The first time my ensemble made it into the pool, amidst the looks of curious others, I launched myself into the warm blue water against a background of the black night sky. The stars twinkled as I reached my right arm forward and made my first stroke. The other arm followed, not in panic but curious. I had plenty of air, I was moving. I could even inhale the aromas of a chicken BBQ as I slowly made my way up and down the pool. Curiously, I tried twenty laps. It was comfortable. The next day, I was up to thirty. Fifty was a breeze and one hundred could be completed in an hour.
And the world under the water, initially the impetus for horror stories, gave way to something beautiful. The brilliant blues and whites as the light played the water, the bubbles I created when I pushed through, the sensation of peace and quiet, of a world where no one says anything unkind, filled me with joy. I felt it all with wonder and a steady air supply.

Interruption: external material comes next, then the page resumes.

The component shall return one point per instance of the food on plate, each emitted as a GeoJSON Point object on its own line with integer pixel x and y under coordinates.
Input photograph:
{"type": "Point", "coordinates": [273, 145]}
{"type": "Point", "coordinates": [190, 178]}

Liberated there, under the water, I swim with a grin. I think about beauty and about life and about God. I think of my family and my friends. I think of the bold writers of My 500-words, courageous and undaunted, writing the world. I thank God for my inclination towards forgiveness and redemption. And I thank him for my obstinacy that has served me well and ill.
And each day, I get stronger, faster, more attuned. I gorge myself on water and marvel in its play. My trainer is impressed with me, with my newfound strength: I hurled a medicine ball and sent her tumbling backwards, impressed and smiling. And at night, I walk out into the chill air and tread the boardwalk as I pass the yachts, swaggering slightly, dork kit in hand, for I, I am the one who conquered fear and I am the one who governs these waters.